Safety alignment for large language models relies on preference data, but current pipelines often train on large, redundant datasets. Existing data selection methods typically score each preference pair independently, collapsing directional preference information into scalar quality or diversity scores. This sample-centric view is especially limiting in multi-dataset settings, where shared safety directions coexist with dataset-specific residual risks. We propose DOG-DPO, a training-free data selection framework that treats preference pairs as structured geometric signals. DOG-DPO first represents each preference pair as a direction in model representation space. It then decomposes multi-dataset preference geometry into a global anchor subspace and dataset-specific residual subspaces. Finally, it selects subsets by maximizing diversity-based coverage, encouraging broad, non-redundant coverage of alignment directions before DPO training. Across six safety benchmarks and two model backbones, DOG-DPO achieves a strong utility-robustness trade-off using only 11% of the preference pairs. It recovers most of the safety gains of full-data training while remaining entirely teacher-free, training-free, and substantially faster than representative selection baselines.

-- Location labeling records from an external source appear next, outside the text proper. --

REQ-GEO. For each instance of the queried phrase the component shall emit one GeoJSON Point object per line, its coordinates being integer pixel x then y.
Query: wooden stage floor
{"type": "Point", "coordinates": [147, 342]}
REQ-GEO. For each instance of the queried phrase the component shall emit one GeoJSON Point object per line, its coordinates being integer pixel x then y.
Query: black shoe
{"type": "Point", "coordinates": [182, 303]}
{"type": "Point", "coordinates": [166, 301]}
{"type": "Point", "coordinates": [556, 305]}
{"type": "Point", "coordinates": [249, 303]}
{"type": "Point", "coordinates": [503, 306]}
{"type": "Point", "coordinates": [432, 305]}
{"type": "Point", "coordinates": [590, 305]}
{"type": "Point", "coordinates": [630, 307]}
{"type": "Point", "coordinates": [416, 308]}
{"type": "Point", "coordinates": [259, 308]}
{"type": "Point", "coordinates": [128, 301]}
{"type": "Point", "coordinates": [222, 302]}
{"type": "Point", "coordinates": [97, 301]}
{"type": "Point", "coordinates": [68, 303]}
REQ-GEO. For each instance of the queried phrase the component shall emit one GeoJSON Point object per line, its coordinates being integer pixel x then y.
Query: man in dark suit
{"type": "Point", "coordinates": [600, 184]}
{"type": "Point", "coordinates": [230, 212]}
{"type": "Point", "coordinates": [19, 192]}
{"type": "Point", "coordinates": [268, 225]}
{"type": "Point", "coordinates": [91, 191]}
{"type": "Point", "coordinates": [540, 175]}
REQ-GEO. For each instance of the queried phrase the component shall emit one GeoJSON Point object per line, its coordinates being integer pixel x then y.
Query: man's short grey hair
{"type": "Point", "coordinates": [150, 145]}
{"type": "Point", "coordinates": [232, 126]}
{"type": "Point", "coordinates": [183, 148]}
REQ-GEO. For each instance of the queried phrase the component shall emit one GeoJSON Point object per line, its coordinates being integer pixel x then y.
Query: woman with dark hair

翻译：大语言模型的安全对齐依赖于偏好数据，但当前流程通常使用庞大且冗余的数据集进行训练。现有数据选择方法通常独立为每个偏好对评分，将方向性偏好信息坍缩为标量质量或多样性分数。这种以样本为中心的视角在多数据集场景中尤为受限，因为全局共享的安全方向与数据集特有的残留风险共存。我们提出DOG-DPO——一种无需训练的数据选择框架，将偏好对视为结构化几何信号。DOG-DPO首先将每个偏好对表示为模型表征空间中的一个方向；随后将多数据集偏好的几何结构分解为全局锚定子空间与数据集特有残留子空间；最后通过最大化基于多样性的覆盖度来选取子集，在DPO训练前鼓励对齐方向的广泛且无冗余覆盖。在六个安全基准与两个模型主干上，DOG-DPO仅使用11%的偏好对即可实现稳健的效用-鲁棒性权衡。该方法在完全无需教师模型、无需额外训练且速度显著优于代表性选择基线的前提下，恢复了全数据训练的大部分安全增益。